The static world assumption also poses problems in AR applications. Imagine a camera facing a table that has a cup on it. A modern SLAM system will not fail if the cup is moved because it should filter the movement as noise; but this means that augmented reality content (for example, a small advertisement appearing to stick out from the surface) cannot be added to the cup using the SLAM system if it moves, because it is no longer being tracked. A more difficult situation will be trying to augment a hand with a virtual glove (non-rigid body) in AR applications. There is ongoing research to try to work around the static world assumption and enable tracking of non-rigid scenes, but these remain at an early stage. For more information on doing SLAM in a dynamic environment, see this paper.
Pure Rotations in Monocular SLAM
One of the most serious problems for monocular SLAM systems is the pure rotation situation, which may lead to large errors in camera pose in a SLAM system. This can be explained by considering a camera looking at a point. The trajectory of this point projected onto the image plane when the camera rotates about its centre will appear very similar to that caused by a large translation movement. Therefore, when there is a paucity of information from other points, the SLAM system will be confused about what the true 3D motion is, which will result in the computation of an incorrect camera pose due to the misguided conclusion that a large translational movement happened. Despite various recent work addressing the problem of pure rotation, it is still a most serious problem in monocular SLAM systems.
Baseline in Stereo SLAM
Stereo SLAM systems have (at least) two cameras, and can therefore estimate depth from computing the difference between the two slightly offset camera images. However, a good estimation of scene depth needs a decent baseline (the spatial distance between the two cameras in the system). Generally, the wider the baseline, the better the depth estimation. But a setup with a wider baseline needs a larger space to put the cameras, which may not always be available. For example, a SLAM system mounted on a car (to enable driver-assisting augmented reality) can take advantage of the large amount of roof space available and employ a wide baseline, possibly around one metre. However, the baseline of cameras on an AR headset will usually be only around 20cm; and much less again if we want to achieve stereo vision on a mobile phone. This also explains why an iPhone 7 Plus, with its two closely-spaced cameras, cannot be used as a stereo vision device, as we discussed in this article.

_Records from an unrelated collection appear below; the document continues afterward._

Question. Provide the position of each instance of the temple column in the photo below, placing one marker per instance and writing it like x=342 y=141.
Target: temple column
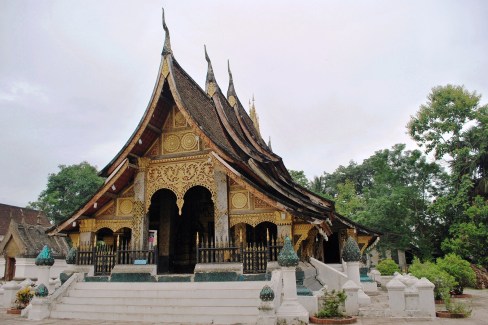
x=140 y=219
x=221 y=208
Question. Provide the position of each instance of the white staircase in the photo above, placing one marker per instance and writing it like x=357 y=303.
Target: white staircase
x=181 y=303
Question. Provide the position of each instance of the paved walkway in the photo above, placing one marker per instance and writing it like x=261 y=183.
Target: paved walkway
x=479 y=303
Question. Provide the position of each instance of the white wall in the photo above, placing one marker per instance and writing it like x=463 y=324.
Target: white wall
x=26 y=268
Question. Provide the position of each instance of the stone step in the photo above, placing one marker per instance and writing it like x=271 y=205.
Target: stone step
x=157 y=286
x=369 y=312
x=157 y=318
x=109 y=301
x=197 y=312
x=175 y=294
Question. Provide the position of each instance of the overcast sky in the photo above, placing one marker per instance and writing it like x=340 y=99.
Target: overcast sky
x=333 y=80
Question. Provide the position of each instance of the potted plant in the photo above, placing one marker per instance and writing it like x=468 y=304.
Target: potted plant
x=453 y=309
x=23 y=298
x=460 y=270
x=441 y=279
x=331 y=311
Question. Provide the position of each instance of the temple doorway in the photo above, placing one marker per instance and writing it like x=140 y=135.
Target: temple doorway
x=176 y=234
x=331 y=249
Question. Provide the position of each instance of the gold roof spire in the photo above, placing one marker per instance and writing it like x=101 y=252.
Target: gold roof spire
x=254 y=115
x=167 y=43
x=231 y=92
x=210 y=84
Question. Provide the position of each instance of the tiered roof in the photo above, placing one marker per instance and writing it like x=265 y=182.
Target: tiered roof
x=226 y=128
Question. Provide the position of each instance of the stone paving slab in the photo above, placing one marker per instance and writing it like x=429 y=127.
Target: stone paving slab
x=479 y=303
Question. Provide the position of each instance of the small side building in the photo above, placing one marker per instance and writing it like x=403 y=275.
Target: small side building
x=22 y=240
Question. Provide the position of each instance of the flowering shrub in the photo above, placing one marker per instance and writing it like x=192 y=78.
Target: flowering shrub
x=24 y=296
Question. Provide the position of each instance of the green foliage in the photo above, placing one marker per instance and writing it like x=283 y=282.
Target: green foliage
x=348 y=202
x=443 y=281
x=67 y=190
x=24 y=296
x=469 y=239
x=387 y=267
x=459 y=269
x=332 y=305
x=351 y=252
x=299 y=177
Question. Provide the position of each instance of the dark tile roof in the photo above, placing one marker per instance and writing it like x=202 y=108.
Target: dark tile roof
x=30 y=216
x=34 y=238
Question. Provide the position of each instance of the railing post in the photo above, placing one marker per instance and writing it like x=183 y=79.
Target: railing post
x=197 y=243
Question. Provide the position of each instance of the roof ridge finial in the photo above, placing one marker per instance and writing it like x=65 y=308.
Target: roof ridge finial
x=210 y=84
x=167 y=43
x=254 y=115
x=231 y=92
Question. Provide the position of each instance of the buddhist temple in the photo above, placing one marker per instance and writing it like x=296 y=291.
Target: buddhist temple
x=196 y=175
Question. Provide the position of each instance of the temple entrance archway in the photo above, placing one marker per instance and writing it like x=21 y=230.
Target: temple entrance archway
x=176 y=234
x=105 y=236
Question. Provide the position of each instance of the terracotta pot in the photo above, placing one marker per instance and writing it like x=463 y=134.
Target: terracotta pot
x=447 y=314
x=343 y=320
x=464 y=295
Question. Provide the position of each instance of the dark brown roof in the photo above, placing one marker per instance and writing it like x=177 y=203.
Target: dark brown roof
x=30 y=216
x=33 y=238
x=227 y=130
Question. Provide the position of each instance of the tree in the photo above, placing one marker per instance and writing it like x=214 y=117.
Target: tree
x=299 y=177
x=454 y=126
x=67 y=190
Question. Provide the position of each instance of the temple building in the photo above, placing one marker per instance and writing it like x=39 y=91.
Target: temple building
x=22 y=236
x=196 y=170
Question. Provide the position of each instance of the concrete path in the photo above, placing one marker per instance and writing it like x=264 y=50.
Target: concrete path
x=479 y=303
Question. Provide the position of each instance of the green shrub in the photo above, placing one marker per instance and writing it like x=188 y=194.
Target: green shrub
x=332 y=304
x=443 y=281
x=459 y=269
x=387 y=267
x=24 y=296
x=351 y=252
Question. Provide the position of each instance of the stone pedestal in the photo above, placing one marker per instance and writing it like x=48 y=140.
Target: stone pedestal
x=266 y=313
x=290 y=310
x=9 y=293
x=396 y=297
x=352 y=302
x=43 y=275
x=426 y=297
x=352 y=271
x=39 y=309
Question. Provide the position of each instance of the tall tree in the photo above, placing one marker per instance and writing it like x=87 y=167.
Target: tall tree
x=454 y=126
x=299 y=177
x=67 y=190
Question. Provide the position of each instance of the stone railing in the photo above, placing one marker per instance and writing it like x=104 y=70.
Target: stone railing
x=328 y=275
x=410 y=297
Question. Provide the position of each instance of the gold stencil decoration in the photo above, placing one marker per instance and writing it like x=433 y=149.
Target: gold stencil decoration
x=107 y=210
x=179 y=176
x=113 y=225
x=179 y=119
x=138 y=217
x=171 y=143
x=260 y=204
x=189 y=141
x=211 y=89
x=302 y=231
x=124 y=206
x=154 y=149
x=252 y=219
x=232 y=101
x=239 y=200
x=165 y=68
x=87 y=225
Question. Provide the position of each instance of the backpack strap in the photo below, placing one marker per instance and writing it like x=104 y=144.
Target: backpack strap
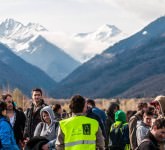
x=145 y=140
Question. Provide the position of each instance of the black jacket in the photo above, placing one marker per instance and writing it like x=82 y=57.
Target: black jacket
x=32 y=119
x=151 y=144
x=19 y=125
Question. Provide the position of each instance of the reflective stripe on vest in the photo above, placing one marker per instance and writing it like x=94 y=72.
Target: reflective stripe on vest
x=79 y=132
x=80 y=142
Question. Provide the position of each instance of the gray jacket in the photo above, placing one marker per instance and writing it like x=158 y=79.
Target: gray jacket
x=48 y=131
x=141 y=131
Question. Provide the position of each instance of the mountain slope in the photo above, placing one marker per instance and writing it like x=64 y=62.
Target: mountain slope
x=28 y=43
x=121 y=67
x=17 y=73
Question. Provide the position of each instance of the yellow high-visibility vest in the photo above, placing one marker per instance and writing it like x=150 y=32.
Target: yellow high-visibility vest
x=79 y=133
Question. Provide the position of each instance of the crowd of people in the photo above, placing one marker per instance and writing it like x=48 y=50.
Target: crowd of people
x=85 y=127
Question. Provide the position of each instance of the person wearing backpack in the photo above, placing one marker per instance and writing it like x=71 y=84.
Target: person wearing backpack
x=154 y=136
x=119 y=132
x=48 y=128
x=7 y=139
x=133 y=123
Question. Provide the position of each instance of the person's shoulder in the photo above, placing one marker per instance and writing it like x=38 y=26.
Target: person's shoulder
x=146 y=144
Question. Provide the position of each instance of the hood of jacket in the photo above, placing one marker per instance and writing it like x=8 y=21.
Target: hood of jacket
x=120 y=116
x=141 y=123
x=161 y=100
x=49 y=110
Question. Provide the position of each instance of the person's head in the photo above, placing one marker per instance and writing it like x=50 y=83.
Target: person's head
x=47 y=114
x=78 y=104
x=57 y=108
x=142 y=106
x=129 y=114
x=9 y=101
x=3 y=108
x=158 y=129
x=159 y=104
x=91 y=103
x=113 y=107
x=36 y=96
x=147 y=117
x=120 y=116
x=35 y=143
x=46 y=117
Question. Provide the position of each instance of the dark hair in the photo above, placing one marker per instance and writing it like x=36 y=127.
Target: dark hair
x=148 y=112
x=3 y=106
x=77 y=104
x=37 y=90
x=6 y=95
x=92 y=102
x=129 y=114
x=141 y=105
x=56 y=107
x=36 y=143
x=111 y=108
x=159 y=123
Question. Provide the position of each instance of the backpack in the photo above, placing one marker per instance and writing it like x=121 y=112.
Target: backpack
x=145 y=140
x=119 y=136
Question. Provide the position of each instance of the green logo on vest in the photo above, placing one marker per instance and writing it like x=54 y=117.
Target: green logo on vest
x=86 y=129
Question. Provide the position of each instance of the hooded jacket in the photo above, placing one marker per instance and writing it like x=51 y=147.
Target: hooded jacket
x=141 y=131
x=119 y=132
x=161 y=100
x=48 y=131
x=7 y=135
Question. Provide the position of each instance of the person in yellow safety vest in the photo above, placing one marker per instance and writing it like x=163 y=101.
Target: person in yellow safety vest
x=79 y=132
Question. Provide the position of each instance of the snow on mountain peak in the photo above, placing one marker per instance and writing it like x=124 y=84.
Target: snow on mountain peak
x=17 y=36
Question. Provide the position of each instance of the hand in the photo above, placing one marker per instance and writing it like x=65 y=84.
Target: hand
x=26 y=140
x=45 y=147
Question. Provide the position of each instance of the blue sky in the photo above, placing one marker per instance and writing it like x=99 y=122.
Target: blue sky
x=73 y=16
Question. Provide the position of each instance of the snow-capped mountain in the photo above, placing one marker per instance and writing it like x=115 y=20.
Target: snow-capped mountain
x=18 y=36
x=28 y=42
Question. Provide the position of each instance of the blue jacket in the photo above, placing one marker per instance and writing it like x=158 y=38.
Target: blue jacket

In conclusion, modern SLAM systems are still under development, and there is always a trade-off between the different limitations introduced by hardware, geometric considerations, computational power, device or scene motion, power consumption, and so on. This suggests the need for specific SLAM systems tailored towards different applications and platforms, such as indoor/outdoor, mobile phone/headset/automobile. No one general SLAM system can deal with all situations.
 Newcombe, R. A., Fox, D. & Seitz, S. M. DynamicFusion: Reconstruction and Tracking of Non-rigid Scenes in Real-Time. (2015).
 Pirchheim, C., Schmalstieg, D. & Reitmayr, G. Handling pure camera rotation in keyframe-based SLAM. 2013 IEEE Int. Symp. Mix. Augment. Reality, ISMAR 2013.